Standard NTSC TVs have 525 lines of vertical resolution, some of which are used up encoding things like closed captioning and stuff, so in practice it’s actually 484 lines.
That’s INTERLACED - 484 “fields” at 60 times a second, with each “field” being only the odd or even lines, not both. Actual horizontal resolution of NTSC in computer terms 242 lines at 30 FRAMES per second (okay, 29.97 fps, but that’s splitting hairs).
The trick is, normal TV is analog - there IS no set horizontal resolution. It’s fixed at 242 lines top to bottom, but the number of lines you get left to right depends on your input source, TV electronics, signal strength, and so on.
With composite video, you probably get a resolution on your TV of 220 lines across at best. With S-Video or component, more like 400-480. Most non-HDTVs can’t display more than that.
A lot of good new TVs have “line doublers” and stuff in them to give the TV a lot more vertical resolution by doubling up all those interlaced horizontal lines. It works well, but is not substitute for HDTV.
To put it in approximate computer terms…
Composite video = 220x242 resolution (yikes!)
S-Video = 420x242
Component = whatever your TV can handle. =)
One of the big reasons TVs don’t look as bad as their stats is because they’re not sharp. Colors bleed into one another and stuff. Once they started making really sharp TVs, they had to build in all kinds of circuitry to fill in the gaps and double up lines and junk to make it look right.
Jumping from composite video to s-video on a decent normal TV is the PC equivalent of jumping from 640x480 to almost 1024x768 - a little more than twice the picture information!
I thought the resolution of the output was going to be about 640x480 on a TV regardless. The posts above seem to indicate that using a different cable will actually change the resolution of the output. Is that true?
Yes, because there are no discrete “pixels” on a TV, not like on a PC. A TV just draws horizontal lines from top to bottom, one screen of odd lines then one screen of even lines, at a certain speed. It’s analog, like a radio. The more info you can send it and the better the TV can process it, the more changes in color/brightness it can do on each of those lines as it works its way down the screen. Just like having better radio circuitry or picking up a stronger signal can inprove the “resolution” of an FM radio and make it sound better.

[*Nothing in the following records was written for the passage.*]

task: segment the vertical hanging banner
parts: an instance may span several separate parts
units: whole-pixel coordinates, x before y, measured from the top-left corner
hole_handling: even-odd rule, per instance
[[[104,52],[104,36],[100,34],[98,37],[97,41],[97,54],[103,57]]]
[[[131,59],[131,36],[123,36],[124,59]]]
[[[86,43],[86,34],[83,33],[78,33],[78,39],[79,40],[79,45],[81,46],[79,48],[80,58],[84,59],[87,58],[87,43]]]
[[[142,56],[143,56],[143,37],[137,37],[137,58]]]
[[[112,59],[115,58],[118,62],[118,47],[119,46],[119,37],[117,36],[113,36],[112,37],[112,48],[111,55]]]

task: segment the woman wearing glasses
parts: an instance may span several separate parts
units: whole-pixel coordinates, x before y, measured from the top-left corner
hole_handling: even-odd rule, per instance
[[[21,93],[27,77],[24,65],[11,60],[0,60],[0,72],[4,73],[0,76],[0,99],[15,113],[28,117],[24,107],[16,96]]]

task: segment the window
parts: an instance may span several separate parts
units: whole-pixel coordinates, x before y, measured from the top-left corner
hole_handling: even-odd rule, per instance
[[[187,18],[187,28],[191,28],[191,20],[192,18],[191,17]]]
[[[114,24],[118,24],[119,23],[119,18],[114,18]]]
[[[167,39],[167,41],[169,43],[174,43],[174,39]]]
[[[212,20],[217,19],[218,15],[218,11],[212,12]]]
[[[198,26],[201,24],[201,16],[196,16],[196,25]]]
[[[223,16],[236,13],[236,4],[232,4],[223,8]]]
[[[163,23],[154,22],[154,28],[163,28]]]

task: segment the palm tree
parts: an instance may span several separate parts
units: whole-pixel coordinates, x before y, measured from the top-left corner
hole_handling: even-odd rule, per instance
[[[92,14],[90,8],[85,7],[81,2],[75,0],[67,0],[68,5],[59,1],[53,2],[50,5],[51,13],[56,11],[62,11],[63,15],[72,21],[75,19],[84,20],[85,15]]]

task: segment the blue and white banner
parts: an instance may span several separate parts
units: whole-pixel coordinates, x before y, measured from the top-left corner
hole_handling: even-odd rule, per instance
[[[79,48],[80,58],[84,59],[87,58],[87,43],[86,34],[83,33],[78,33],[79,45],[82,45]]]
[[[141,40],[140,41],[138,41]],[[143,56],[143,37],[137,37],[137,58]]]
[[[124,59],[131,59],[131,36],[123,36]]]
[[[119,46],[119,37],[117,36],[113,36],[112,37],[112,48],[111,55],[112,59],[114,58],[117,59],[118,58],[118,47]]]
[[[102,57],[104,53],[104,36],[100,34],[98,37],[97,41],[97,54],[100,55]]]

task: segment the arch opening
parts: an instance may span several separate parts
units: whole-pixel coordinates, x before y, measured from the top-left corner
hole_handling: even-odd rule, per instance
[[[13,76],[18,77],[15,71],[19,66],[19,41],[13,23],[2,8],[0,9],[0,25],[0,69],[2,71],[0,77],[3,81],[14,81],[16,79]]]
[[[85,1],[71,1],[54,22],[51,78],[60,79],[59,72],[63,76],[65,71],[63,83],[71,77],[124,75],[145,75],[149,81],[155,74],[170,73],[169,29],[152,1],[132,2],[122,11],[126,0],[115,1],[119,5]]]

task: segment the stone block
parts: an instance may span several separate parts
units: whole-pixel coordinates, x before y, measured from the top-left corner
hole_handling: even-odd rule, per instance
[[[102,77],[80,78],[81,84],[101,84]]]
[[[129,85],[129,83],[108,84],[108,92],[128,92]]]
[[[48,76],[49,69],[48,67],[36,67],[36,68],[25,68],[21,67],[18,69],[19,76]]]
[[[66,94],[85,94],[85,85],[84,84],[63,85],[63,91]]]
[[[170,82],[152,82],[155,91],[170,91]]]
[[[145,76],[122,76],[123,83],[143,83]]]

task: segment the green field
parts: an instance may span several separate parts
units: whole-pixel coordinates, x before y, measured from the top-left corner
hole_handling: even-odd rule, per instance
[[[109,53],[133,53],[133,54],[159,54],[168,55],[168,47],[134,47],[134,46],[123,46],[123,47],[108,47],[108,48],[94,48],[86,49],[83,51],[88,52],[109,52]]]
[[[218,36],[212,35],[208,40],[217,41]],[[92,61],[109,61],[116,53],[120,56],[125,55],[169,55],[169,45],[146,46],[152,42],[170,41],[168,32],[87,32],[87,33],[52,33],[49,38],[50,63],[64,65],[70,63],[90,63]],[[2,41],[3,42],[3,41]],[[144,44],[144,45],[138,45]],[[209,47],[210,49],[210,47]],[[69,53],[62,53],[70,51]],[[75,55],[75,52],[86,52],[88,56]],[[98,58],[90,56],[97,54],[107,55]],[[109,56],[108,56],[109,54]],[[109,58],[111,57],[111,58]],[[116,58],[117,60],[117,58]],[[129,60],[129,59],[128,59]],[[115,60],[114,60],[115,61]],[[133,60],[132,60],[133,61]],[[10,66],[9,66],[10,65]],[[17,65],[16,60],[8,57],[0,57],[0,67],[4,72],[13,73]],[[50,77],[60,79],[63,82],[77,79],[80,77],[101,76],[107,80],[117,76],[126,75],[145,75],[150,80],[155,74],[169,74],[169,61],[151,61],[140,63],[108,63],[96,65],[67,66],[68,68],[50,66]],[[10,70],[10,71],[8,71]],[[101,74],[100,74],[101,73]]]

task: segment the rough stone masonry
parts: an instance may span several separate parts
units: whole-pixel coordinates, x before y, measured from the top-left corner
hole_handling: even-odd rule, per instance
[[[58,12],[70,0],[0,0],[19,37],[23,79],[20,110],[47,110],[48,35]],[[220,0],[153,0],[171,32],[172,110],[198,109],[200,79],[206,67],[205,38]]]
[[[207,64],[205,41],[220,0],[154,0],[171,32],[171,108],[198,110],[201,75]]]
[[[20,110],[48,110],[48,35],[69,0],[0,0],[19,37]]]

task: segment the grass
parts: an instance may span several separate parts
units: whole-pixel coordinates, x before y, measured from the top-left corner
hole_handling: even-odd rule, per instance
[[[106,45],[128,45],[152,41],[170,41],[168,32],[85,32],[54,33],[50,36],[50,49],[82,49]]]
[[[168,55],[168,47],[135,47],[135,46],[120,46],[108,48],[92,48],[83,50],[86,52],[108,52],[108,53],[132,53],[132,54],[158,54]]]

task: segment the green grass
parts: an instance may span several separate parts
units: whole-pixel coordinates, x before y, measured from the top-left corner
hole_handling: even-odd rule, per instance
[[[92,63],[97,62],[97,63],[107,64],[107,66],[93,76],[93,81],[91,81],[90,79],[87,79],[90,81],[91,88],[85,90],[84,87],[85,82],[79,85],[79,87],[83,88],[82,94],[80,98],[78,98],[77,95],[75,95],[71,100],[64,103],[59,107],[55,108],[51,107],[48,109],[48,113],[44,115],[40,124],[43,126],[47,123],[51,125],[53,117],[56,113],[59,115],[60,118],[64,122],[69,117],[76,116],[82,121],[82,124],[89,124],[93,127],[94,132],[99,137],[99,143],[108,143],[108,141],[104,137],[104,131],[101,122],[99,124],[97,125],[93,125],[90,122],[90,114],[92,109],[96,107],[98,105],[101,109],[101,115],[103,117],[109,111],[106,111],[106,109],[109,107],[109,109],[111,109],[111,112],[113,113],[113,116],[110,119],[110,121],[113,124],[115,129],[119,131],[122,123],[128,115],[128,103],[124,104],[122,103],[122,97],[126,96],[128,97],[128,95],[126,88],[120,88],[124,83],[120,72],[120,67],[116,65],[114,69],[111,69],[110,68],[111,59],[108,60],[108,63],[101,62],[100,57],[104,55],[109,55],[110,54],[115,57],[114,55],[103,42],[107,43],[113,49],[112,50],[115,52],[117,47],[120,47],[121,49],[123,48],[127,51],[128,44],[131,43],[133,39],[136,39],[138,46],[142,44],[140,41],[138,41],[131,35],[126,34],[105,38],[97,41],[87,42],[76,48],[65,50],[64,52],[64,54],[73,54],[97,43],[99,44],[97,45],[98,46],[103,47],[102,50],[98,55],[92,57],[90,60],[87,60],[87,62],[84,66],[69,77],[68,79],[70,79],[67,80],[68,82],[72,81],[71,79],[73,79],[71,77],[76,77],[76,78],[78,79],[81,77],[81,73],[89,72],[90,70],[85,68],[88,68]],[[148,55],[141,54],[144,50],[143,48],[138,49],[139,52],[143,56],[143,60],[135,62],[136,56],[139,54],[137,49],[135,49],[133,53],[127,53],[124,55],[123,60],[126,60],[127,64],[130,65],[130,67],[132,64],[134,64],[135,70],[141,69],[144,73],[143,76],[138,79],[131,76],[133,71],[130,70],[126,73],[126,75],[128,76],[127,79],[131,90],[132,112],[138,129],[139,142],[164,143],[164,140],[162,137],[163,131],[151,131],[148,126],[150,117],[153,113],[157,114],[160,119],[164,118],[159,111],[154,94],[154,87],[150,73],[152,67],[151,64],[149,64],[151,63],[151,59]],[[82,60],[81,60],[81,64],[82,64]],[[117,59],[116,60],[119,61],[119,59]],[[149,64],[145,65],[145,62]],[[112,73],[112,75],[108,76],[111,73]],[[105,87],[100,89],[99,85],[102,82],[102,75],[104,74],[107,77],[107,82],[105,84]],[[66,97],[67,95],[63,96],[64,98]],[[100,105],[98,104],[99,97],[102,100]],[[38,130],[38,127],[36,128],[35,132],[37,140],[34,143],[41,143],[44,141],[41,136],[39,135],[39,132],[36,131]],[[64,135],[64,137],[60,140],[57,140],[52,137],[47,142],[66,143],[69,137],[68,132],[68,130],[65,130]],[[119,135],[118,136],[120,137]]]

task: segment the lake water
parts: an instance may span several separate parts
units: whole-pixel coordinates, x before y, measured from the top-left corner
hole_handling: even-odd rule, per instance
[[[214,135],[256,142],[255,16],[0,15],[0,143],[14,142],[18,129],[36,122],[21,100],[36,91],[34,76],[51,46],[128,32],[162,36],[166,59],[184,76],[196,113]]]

[quoteMy TV has s-video and component inputs. Am I going to notice a difference if I use the component inputs? Is this the same concept as increasing the resolution on my pc monitor from 640x480 to 800x600?[/quote]
Probably not, not unless you have an HDTV. You WILL notice a difference using the S-Video instead of composite, though. Don’t confuse COMPOSITE (one yellow jack) with COMPONENT (three jacks-red, green, and blue). I’m not trying to insult your intelligence, it’s just a common mistake.